Materials and Methods


This study conforms to the Guide for the Care and Use of Laboratory Animals and was approved by the Institutional Animal Research Committee of Gifu University (Gifu, Japan). Ten-week-old C57BL6 mice were used. Blood was collected from the ophthalmic artery before sacrifice, after which brain, heart and lung specimens were collected. All quantified data were from surviving mice. In a preliminary study, we confirmed that the shape of the endothelial glycocalyx does not significantly differ between male and female mice. We used male mice in this experiment, as in previous reports21,41.

Electron Microscopy

To detect endothelial glycocalyx using electron microscopy, mice were anesthetized and perfused with lanthanum-containing alkaline solution21. Before perfusion, an incision was made in the right atrial appendage, and the abdominal aorta was ligated with a silk suture for better perfusion of the heart, lung and brain. A perfusion pump was used for injection at a steady pace of 1 ml/min. Sample preparation for SEM and TEM was as described previously21.
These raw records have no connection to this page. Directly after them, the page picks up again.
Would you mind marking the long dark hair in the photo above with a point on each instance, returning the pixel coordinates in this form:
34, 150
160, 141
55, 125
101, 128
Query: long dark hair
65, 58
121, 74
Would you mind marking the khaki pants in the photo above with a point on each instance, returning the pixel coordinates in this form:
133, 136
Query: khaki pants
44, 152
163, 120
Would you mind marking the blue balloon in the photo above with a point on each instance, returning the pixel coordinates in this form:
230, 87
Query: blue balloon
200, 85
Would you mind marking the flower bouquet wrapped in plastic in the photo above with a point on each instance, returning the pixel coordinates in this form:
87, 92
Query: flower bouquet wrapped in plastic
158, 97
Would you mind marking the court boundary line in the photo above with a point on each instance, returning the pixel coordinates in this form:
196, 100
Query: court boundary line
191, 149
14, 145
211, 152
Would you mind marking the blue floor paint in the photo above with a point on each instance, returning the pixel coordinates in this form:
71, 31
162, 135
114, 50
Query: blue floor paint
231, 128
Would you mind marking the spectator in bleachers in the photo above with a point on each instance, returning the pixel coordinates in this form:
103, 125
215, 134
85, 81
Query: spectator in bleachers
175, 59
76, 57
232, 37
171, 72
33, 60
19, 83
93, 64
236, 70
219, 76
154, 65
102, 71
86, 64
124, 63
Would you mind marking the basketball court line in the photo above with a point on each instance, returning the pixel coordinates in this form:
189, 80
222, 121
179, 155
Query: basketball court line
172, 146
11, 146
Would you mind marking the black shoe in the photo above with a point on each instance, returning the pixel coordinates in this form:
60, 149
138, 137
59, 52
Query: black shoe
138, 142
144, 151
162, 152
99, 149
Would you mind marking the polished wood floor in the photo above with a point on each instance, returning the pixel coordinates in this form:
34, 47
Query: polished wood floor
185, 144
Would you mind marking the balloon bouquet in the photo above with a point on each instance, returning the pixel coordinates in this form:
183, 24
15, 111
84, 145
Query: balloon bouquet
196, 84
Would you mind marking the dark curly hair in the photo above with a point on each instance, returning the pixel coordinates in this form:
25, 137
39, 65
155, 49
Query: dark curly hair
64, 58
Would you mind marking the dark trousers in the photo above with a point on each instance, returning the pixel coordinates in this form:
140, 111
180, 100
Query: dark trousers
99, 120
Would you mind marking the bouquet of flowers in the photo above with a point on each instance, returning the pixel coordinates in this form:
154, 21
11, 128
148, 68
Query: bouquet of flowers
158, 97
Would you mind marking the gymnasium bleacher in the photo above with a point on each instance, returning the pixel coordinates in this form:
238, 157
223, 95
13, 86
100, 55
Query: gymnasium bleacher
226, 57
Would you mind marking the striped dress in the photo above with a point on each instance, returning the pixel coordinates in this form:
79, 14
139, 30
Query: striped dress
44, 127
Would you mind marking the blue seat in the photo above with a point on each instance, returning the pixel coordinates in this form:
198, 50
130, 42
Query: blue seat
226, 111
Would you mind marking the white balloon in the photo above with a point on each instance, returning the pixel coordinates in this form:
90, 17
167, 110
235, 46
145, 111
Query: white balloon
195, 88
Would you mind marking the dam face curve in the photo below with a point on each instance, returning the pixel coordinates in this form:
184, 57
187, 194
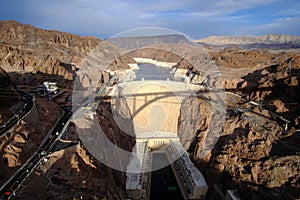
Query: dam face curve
155, 105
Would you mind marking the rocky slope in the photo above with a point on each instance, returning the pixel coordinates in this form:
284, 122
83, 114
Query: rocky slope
18, 145
73, 173
270, 41
256, 152
31, 55
9, 98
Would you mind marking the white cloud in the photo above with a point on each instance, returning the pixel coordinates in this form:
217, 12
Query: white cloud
196, 18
Vascular Injury Model and an in vivo Assay for Blood Vessel Permeability

Ten-week-old male mice were first intraperitoneally administered a sterile solution of Evans blue in PBS (WAKO, Japan, 100 µg/kg) and then starved for 16 h. The mice were then intraperitoneally administered LPS (20 mg/kg; Sigma Aldrich) and sacrificed 0, 1, 3, 6, 12, 24 and 48 h after the LPS administration (n = 6 at each time point). Prior to sacrifice, the mice were perfused with PBS containing 2 mmol/l EDTA to washout the Evans blue solution from vessel lumens. After sacrifice, the hearts, lungs and brains were collected, and tissues samples were placed in tubes and dried at 65 °C in an oven to eliminate variation in water content. Thereafter, 500 µl of formamide was added to each tube, and the samples were incubated at 60 °C for an additional 24 h to extract the Evans blue from tissue. Following the Evans blue extraction, the absorbance of the solution at 610 nm was measured, and the amount of extravasated Evans blue per mg tissue was calculated.

Measurement of Syndecan-1 in the Plasma

Following LPS administration to mice, plasma concentrations of syndecan-1 were measured (n = 6) using an ELISA (Diaclone, Besancon Cedex, France; 860.090.192).

Quantitative Assessment of Endothelial Glycocalyx Area

Quantitative assessment of the endothelial glycocalyx occupation area within capillary lumens was performed on 6 randomly chosen capillary vessels in TEM images using ImageJ software (National Institutes of Health, Bethesda, MD, USA). In each vessel, the vascular lumenal area was measured, and the area of glycocalyx was measured using image thresholding (Supplementary Fig. 3). The glycocalyx occupation was then calculated from these values.

Quantitative Assessment of Endothelial Glycocalyx Length

Quantitative assessments of endothelial glycocalyx length were performed on 6 randomly chosen capillary vessels in TEM images using ImageJ software. The length of the endothelial glycocalyx was measured at 10 randomly chosen points in each vessel.

Statistical analysis

Values are shown as means ± SE. Survival was analyzed using the Kaplan-Meier method with the log-rank Cox-Mantel method. The significance of differences was evaluated using t-tests. Values of P < 0.05 were considered significant.